Intervention de François Clavairoly

Commission des lois constitutionnelles, de législation, du suffrage universel, du Règlement et d'administration générale — Réunion du 27 janvier 2021 à 10h00
Projet de loi confortant les principes de la république — Audition de Mm. François Clavairoly président et jean-daniel roque membre du bureau et conseiller juridique de la fédération protestante de france

François Clavairoly, président de la Fédération protestante de France :

Merci de nous auditionner sur ce projet de loi. Nous vous avons transmis par écrit nos réponses à votre questionnaire, ainsi que notre document Le protestantisme alerte et conteste - c'est le plaidoyer de la Fédération protestante de France qui résume notre position sur ce projet de loi. Celle-ci se décline en quatre mots : alerte, intelligence collective, propositions et le dernier mot, qui plaît en ce lieu comme dans les églises, est le mot promesse mais en l'occurrence la promesse républicaine.

L'alerte de la Fédération protestante de France n'est pas une posture.

Pour la première fois depuis 1905, un projet de loi accumule une série de contraintes et d'obligations, et oublie, je l'espère par inadvertance, l'esprit libéral du rédacteur de la loi de 1905 qu'Aristide Briand résumait par cette phrase, reprise d'ailleurs par le Président du Sénat : « La loi doit protéger la foi aussi longtemps que la foi ne prétendra pas dire la loi. » J'aimerais insister sur la première partie de cette phrase, parce que la foi protestante comme la foi juive n'ont jamais prétendu dicter la loi dans ce pays. La loi doit protéger la foi et garantir la liberté de culte, j'insiste. Alors que l'objectif est de rendre attrayante la loi de 1905, le texte la bride, renforce la surveillance et les contrôles, et finalement c'est la liberté même du culte qui est touchée. C'est la première fois en tant que président de la Fédération protestante de France que je me trouve dans cette situation : avoir à défendre la liberté de culte. Je n'aurais jamais imaginé que, dans mon propre pays, celle-ci puisse être menacée. D'autres pays environnants et les chrétiens de ces pays s'étonnent et s'inquiètent. Pourquoi les protestants et les juifs sont-ils visés à ce point dans ce projet de loi, alors qu'ils vivent dans le respect des principes de la République depuis 115 ans ? Pourquoi revenir en arrière sur certains points, ajouter des mesures sur d'autres, pourquoi enfin empêcher la gestion des biens par exemple, au risque créer une différence de traitement entre les associations relevant de la loi de 1901 et celles relevant de la loi de 1905, comme si l'on soupçonnait les cultes d'enrichissement alors qu'il ne s'agit que de la capacité à les exercer ?

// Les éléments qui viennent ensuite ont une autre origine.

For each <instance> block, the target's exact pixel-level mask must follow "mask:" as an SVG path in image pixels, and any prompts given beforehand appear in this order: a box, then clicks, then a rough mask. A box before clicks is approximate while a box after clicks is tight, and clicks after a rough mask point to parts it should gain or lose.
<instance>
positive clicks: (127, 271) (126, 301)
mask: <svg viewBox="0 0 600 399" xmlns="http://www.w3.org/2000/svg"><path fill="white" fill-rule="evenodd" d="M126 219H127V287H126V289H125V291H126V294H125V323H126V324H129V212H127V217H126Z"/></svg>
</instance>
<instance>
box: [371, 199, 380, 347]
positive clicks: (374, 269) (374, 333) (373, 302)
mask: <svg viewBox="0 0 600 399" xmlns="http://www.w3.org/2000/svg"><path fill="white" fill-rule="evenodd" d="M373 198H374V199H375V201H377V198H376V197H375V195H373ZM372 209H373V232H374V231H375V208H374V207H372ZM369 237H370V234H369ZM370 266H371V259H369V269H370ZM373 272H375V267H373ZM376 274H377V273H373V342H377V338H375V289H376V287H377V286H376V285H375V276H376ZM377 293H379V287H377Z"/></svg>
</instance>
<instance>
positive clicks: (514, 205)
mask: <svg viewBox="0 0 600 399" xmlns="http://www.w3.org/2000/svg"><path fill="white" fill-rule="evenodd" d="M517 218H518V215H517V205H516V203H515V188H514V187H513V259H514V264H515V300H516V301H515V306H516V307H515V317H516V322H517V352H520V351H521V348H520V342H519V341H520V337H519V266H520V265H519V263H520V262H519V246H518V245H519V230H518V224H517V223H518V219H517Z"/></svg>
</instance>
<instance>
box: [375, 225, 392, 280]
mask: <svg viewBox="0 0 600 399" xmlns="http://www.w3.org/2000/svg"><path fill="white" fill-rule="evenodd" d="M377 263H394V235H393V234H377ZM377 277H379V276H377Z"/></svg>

Je veux faire appel aussi à l'intelligence collective, car nous devons éviter de stigmatiser telle ou telle religion, et en particulier l'Islam. J'ai l'impression, lorsque j'entends certains critiquer les évangéliques, sans d'ailleurs vraiment les connaître, qu'ils le font uniquement pour ne pas être accusés d'islamophobie. Toutefois, le problème n'est ni les évangéliques ni les musulmans, mais bien notre capacité à nous doter d'une loi qui convienne. Or la loi de 1905 nous convient ! On ne devrait l'amender que pour l'améliorer ou la rendre plus accueillante, au service de l'intérêt général.

Il faut lutter contre le projet politique du radicalisme islamique, mais ne nous trompons pas de cible ni de moyens. Nous avons formulé des propositions.

Quant à la promesse républicaine, elle reste évidemment inaccomplie, comme toutes les promesses, mais elle n'en demeure pas moins formidable : offrir à chacun la liberté d'expression et la liberté de culte. Je veux la rappeler à ceux qui voudraient confondre laïcité et neutralisation religieuse de la société. Les religions sont des ressources et nous avons la chance extraordinaire, dans ce pays, qu'elles s'entendent bien, qu'elles se côtoient, qu'elles soient fraternelles entre elles. Si vous vous connectez sur notre site, nous retransmettons ainsi les voeux de nouvelle année de Mgr Éric de Moulins-Beaufort pour la conférence des évêques de France, de M. Mohammed Moussaoui, président du Conseil français du culte musulman, de M. Haïm Korsia, grand rabbin de France, de M. Olivier Van, président de l'Union bouddhiste de France et de Mgr Emmanuel Adamakis, président de l'Assemblée des évêques orthodoxes de France.